Okay, that little lesson in history was brought to you by my food experience in week nine, and the new victory-type strategy for those of us living an inconvenient year that I'd like to call "garden squatting." Since all I do is talk about tomatoes all the time, even with my friends, I've had a number of kind "volunteers" come forward and offer to grow some for me. My yard is about 80% shade, and I haven't been able to grow anything more than a few herbs and a container garden of tomatoes that I move around my driveway twice a day to make sure it gets some sun. Not so much fun. A Victory Garden is pretty much out of the question for me for that reason, and since I don't live close to any community garden plots, the thought of adding a bit of travel each day to tend garden to my already busy schedule of cooking made me want to cry.
That's where my friends Tyra and Angelina came to the rescue. They live just a few blocks from my home and have a nice little plot of sunshine in their yard that is pretty much perfect for a tomato garden of some sort. And since they are both following my blog efforts, they were more than willing participants in offering up this garden spot for my tomatoes. Yes it's a bit weird gardening in someone else's yard, especially when they're not home. Neighbors walk by and shoot you a strange look, perhaps thinking our friends hired gardeners? Whatever - I'm grateful - so thank you my friends, and thanks also to Diana and Eric who surprised us with a tomatillo plant in their garden just for us! I can already taste the salsa.
This past week I traveled to North Carolina with my sister to help her daughter (my niece) and her husband, pack up their home and move back here to Wisconsin. I have to be honest that cooking from scratch was going to be impossible when combined with packing up all the contents of one house in the short span of two days. It was important to my neice however, to make one more meal for her husband in their first house before, packing up the final dishes. That meal turned out to be his favorite - stuffed meatballs.
I'm tying in this example in with my Victory Garden story because her method of cooking (from her grandma's recipe) is the from-scratch cooking that likely came from the post-war recipe books using canned convenience ingredients. Take a pound of ground beef, Stovetop Stuffing mix, and a can of golden mushroom soup (perhaps some other herbs and spices) - and you have the basis for stuffed meatballs served with a side of spaetzle noodles. My inconvenient method would have been to first make the stuffing from scratch, from the bread I made from scratch... and then make gravy from scratch, using the beef stock I pre-made from scratch. Oh, and don't forget I'd have to make the noodles from scratch to go alongside the dish. Not quite the recipe for a time-pressured event such as packing up a house and moving.

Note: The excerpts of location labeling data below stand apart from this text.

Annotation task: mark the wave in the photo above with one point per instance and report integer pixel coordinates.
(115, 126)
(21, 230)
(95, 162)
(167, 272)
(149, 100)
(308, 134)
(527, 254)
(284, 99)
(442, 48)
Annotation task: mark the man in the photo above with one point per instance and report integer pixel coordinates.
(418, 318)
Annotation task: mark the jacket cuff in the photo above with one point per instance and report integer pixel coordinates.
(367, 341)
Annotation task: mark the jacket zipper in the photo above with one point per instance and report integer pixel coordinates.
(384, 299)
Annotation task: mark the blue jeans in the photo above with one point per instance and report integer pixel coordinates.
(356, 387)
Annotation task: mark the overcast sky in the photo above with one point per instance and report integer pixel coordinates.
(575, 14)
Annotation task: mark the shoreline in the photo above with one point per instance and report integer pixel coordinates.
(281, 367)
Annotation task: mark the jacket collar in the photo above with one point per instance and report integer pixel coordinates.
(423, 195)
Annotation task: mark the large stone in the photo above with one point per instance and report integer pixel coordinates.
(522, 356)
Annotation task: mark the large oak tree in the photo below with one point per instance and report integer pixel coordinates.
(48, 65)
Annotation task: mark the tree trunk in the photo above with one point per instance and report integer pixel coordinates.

This week just confirmed to me that while my efforts in cooking are a great experiment in food discovery and a different use of my time, it's not always possible to do everything from scratch. There is a place for convenience in my life and I took advantage of that this past week. A meal like my niece Meggan made is still a far cry from the frozen convenience meals or fast food diet of many Americans today. I guess it's all just a matter of perspective.
And in case you were wondering... among the first things I did when I got home from North Carolina (besides nap), was make a fresh batch of granola and a loaf of bread... and prep lettuce for salads....and water tomato plants.